Forwarding AOL Email (Source)

Gmail has two methods for forwarding messages from AOL, which you can use either to consolidate your email or to move away from AOL entirely. Importing your mail works best when closing an AOL account, as it imports your entire mailbox and contacts, and forwards new messages for a month. Adding your AOL account to Gmail, on the other hand, sends all new AOL emails to your Gmail inbox.

Importing AOL Email

Importing your mail copies your old AOL mailbox to Gmail so you can close your AOL account without losing any emails.

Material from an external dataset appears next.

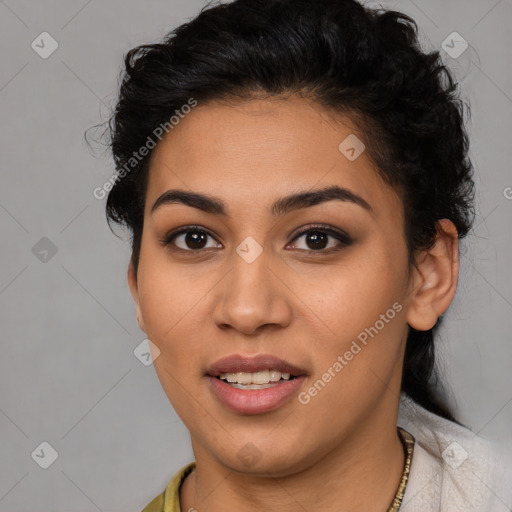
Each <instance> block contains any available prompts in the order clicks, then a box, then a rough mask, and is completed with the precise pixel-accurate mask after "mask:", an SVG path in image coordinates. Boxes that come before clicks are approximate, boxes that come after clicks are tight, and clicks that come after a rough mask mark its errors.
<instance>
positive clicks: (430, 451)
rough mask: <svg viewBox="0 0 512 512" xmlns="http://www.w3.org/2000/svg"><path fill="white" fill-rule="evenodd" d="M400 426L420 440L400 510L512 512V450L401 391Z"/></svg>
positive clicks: (416, 511) (415, 439)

This method forwards new incoming messages only for the following 30 days, however, making it a poor choice if you plan to keep using AOL. To start an import, click the gear icon on Gmail, click “Settings,” “Accounts and Import” and then “Import Mail and Contacts.” Enter your AOL email address and password, select which items to import — Gmail has three separate check boxes to import contacts, existing messages and new mail for 30 days — and click “Start Import.”

Checking AOL Email

To read new AOL emails on Gmail, click “Add a POP3 Mail Account You Own” in Gmail’s “Accounts and Import” settings. Unlike importing mail, this method forwards your messages indefinitely. Enter your AOL email address, click “Next Step” and fill in your AOL username and password — use your email address, including “@aol.com,” for the username. Check “Label Incoming Messages” to tag emails sent to your AOL address and help separate them from Gmail messages. Before pressing “Add Account,” check “Leave a Copy…” if you want your AOL emails to appear both on Gmail and on the AOL website or AOL Desktop.